GuillaumeHolley commented 4 years ago

Hey @hp2048,

It could be a Flye issue. But from the look of it, I would say that your FMLRC corrected reads are not "correct" enough to be used with the flag --pacbio-corr which assumes an error rate below 3%. It was probably borderline okay for your first data set, the one which was successfully assembled with low quality, but not enough for the second data set. Probably if you try assembling the FMLRC corrected PacBio reads that have already successfully assembled with low quality but using --pacbio-raw rather than --pacbio-corr, you will notice a quality improvement over the raw assembly. Or you can just compute the error rate of your PacBio data sets before and after correction to see where you stand.

Cheers, Guillaume

hp2048 commented 4 years ago

@GuillaumeHolley : Thank you for your kind help. I have only done spot checks on the error rates after correction and reads do align to the reference genome at >99% identity when and where they align. However, as you suggest, it would be a good idea to understand the error rates of FMLRC corrected reads.

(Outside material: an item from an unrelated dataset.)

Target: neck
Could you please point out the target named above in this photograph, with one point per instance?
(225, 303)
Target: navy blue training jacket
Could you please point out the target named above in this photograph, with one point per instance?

mikolmogorov commented 4 years ago

Hi @hp2048,

Flye expects <3% error rate in -corr mode, and <1% in hifi mode. If these assumptions are not true, we can't guarantee anything will be assembled.

I think most likely something might be wrong with reads corrected by FMLRC. Since I am not the author of that tool, I don't know what to suggest. I would try to assemble using raw reads (which is the recommended option anyways). For your second sample, raw reads mode clearly produced better results.